Agent Operations Retrospective (2/7) — 10 Million Tokens Wasted Daily in an AI Cron Scheduler

A structural defect that loaded full LLM context for tasks that only needed bash


ํ•ต์‹ฌ ์š”์•ฝ

  • Structural defect pattern: the [SILENT] tag was interpreted as "suppress output" only — it never triggered an "skip LLM" execution path
  • Measurement and diagnosis of 6 bash-only jobs consuming ~196 ticks/day and ~10.1M tokens/day unnecessarily
  • After migrating to macOS launchd: ticks/day dropped 196→24, tokens/day dropped ~10.5M→0.4M — approximately 96% reduction
  • Core principle: LLM scheduler design must start with per-job LLM necessity classification → execution path branching

What This Post Covers

This post documents a common token leak pattern that emerges when attaching a cron-style scheduler to an LLM agent. It covers: how to surface the problem through measurement when a tag-based filter fails to branch correctly; what module structure and plist templates to use when migrating bash-only jobs to an OS scheduler; and which missing upstream API parameter allows this leak to become structural.

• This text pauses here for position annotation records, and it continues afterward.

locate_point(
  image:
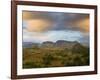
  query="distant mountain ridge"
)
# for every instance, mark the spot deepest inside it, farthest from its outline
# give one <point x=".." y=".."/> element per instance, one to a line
<point x="50" y="44"/>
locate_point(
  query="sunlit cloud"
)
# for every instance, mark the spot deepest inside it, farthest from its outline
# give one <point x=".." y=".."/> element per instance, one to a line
<point x="51" y="36"/>
<point x="38" y="25"/>
<point x="52" y="26"/>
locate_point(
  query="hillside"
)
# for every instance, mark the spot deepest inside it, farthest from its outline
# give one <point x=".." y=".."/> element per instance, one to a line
<point x="55" y="54"/>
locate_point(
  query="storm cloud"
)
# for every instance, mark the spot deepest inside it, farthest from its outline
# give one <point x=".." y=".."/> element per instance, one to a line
<point x="44" y="22"/>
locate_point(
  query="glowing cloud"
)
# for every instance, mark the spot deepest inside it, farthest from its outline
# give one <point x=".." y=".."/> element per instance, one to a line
<point x="38" y="25"/>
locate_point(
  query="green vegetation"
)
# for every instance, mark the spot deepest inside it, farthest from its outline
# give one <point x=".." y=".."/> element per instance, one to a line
<point x="40" y="57"/>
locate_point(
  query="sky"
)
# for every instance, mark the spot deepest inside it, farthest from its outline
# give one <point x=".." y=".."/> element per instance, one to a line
<point x="52" y="26"/>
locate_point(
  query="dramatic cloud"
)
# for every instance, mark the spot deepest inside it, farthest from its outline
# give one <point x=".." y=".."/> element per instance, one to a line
<point x="52" y="26"/>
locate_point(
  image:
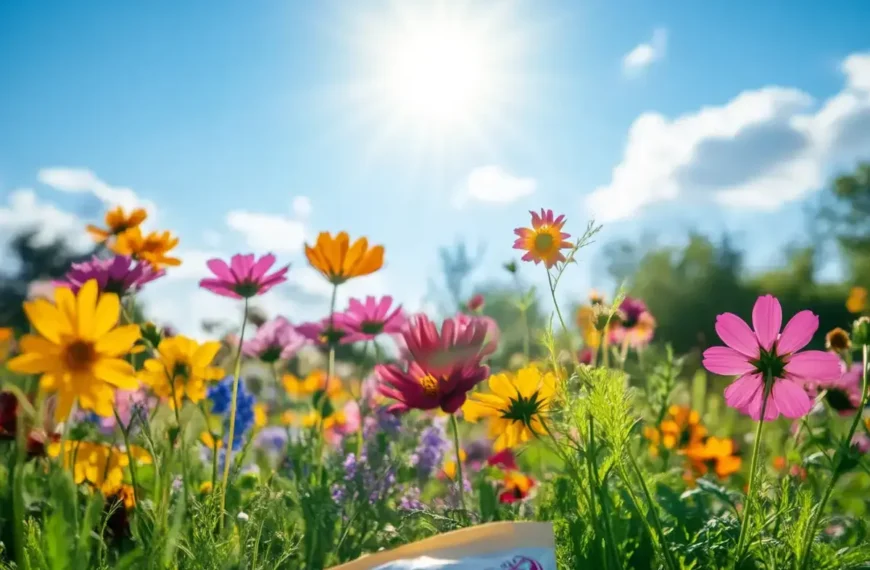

The tone is diagnostic — measurable defects and remediation techniques, not a narrative account.


The Problem Pattern: "Intent Tagged, Path Ignored"

A job named memory-session-scan was running every 10 minutes in the AI scheduler. It was a pure bash task — scanning session files and writing records to SQLite — yet token costs were being logged on every execution.

This job involves no non-deterministic judgment. Token charges on a pure I/O task are a signal that the tag interpretation layer is not connected to actual execution branching.


Root Cause: Context Loading Hardcoded Into the Execution Path

The defect is concentrated at scheduler.py:742.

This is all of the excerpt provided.